We introduce a scalable approach for precision- and safety-critical legged loco-manipulation. Our proposed hierarchical motion planning and control framework enables exploiting whole-body motions to reach objects in hard-to-access areas in cluttered scenes.

Combining RL for high-level planning and MPC for safe and precise low-level control we are able to leverage the best of both worlds. To overcome the burden of embedding the expensive optimization of whole-body MPC in the sample-inefficient RL training, we present an efficient training pipeline that leverages pre-training with a simplified model.

Contributions

Overall, our contributions are the following:

We present a training pipeline that leverages pre-training with a simplified model for training efficiency.
We present a new approach to perceptive learning-based control where the exteroceptive observations are obtained through ray-casting in a voxel-based map, eliminating the need for memory modules in the neural network architecture.
We demonstrated the application of our framework on a whole-body navigation task and validated our framework’s real-world applicability by successfully testing it in physical simulation.

Framework

Our proposed framework combines RL for high-level reasoning and MPC for precise and safe whole-body control to enable safe navigation in cluttered scenes.

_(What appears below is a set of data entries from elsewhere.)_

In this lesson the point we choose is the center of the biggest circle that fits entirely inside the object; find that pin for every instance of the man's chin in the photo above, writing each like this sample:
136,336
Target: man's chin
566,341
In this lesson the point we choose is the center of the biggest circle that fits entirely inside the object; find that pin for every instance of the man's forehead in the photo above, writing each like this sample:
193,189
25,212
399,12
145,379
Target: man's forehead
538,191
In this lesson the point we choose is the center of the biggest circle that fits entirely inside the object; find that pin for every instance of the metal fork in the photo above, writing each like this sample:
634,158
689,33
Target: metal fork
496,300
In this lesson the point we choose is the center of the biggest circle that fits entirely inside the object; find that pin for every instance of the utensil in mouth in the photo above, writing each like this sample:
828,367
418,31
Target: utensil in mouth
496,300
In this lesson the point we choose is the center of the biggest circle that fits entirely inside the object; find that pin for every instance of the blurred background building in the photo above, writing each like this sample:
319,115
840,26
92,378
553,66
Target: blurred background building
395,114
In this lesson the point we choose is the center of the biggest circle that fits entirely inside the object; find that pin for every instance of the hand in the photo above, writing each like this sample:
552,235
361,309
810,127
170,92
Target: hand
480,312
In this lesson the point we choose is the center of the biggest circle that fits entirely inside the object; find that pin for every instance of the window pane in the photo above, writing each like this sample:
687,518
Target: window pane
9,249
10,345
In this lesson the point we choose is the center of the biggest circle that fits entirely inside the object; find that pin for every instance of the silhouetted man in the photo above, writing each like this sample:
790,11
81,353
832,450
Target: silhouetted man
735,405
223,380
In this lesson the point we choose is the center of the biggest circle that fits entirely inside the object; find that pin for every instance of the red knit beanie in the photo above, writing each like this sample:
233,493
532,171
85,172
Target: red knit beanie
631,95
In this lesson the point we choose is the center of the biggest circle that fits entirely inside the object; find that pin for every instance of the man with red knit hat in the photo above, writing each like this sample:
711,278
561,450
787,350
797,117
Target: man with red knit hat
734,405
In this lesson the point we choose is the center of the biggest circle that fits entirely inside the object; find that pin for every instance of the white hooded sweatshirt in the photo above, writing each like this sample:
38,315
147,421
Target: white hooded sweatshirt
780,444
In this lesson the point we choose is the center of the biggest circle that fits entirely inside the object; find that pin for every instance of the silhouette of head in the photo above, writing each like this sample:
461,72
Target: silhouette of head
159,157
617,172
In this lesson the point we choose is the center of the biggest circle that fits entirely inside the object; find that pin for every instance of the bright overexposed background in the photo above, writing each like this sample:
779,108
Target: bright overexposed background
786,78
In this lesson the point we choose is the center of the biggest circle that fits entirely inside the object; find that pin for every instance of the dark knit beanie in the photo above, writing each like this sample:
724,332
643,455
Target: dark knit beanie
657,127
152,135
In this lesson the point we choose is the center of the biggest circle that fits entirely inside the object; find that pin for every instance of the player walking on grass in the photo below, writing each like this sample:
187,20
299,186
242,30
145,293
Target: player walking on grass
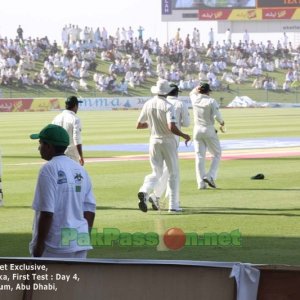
63,200
71,122
182,119
159,116
206,111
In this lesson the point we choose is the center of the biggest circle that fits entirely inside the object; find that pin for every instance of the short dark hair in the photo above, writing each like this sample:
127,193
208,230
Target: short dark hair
175,90
60,149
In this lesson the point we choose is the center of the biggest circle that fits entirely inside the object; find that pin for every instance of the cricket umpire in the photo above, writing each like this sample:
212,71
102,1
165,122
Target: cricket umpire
159,116
69,120
206,111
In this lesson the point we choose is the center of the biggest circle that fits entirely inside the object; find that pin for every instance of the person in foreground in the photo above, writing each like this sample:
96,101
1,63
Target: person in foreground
64,203
206,111
159,116
69,120
182,119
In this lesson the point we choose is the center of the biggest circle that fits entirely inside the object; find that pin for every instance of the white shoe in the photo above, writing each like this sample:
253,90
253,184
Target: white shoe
175,210
202,186
210,182
142,201
154,201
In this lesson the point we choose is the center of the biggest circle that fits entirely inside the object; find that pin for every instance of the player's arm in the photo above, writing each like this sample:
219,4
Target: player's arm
77,140
141,125
142,120
174,129
89,216
79,149
43,228
185,117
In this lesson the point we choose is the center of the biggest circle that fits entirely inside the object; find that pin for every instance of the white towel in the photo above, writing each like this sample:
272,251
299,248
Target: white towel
247,281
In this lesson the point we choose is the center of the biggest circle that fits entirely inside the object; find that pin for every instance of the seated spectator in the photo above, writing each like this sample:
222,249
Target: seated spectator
122,87
286,86
83,84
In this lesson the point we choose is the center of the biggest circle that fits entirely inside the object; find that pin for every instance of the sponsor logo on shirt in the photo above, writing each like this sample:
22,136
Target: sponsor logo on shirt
62,178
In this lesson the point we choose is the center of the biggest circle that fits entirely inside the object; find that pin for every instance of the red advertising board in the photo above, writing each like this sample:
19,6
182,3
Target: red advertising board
214,14
278,13
11,105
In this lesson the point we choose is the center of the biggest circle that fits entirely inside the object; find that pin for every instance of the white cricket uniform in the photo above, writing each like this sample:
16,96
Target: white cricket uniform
71,122
206,111
158,113
182,119
64,189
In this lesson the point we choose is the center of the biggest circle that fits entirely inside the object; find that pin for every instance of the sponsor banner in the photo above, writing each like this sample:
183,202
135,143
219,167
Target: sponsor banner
88,104
214,14
122,103
46,104
278,13
245,15
14,105
39,104
249,14
278,3
166,7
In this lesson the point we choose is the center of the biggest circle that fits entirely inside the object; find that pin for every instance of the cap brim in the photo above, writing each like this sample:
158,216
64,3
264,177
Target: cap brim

The RL+MPC hierarchy enables us to efficiently train a single policy that can navigate 100+ scene types, while the safety and optimality guarantees of optimization-based motion planning ensure safe and precise low-level control in any environment.

Training

We employ a two-stage training pipeline, that involves pre-training with a simplified model and fine-tuning with an MPC embedded in training, drastically improving training efficiency.

For the pre-training stage, we use a simplified model parametrized by base pose and end-effector position that is fast to simulate. The embodiment of this model includes a floating cuboid for the base and a sphere for the end-effector.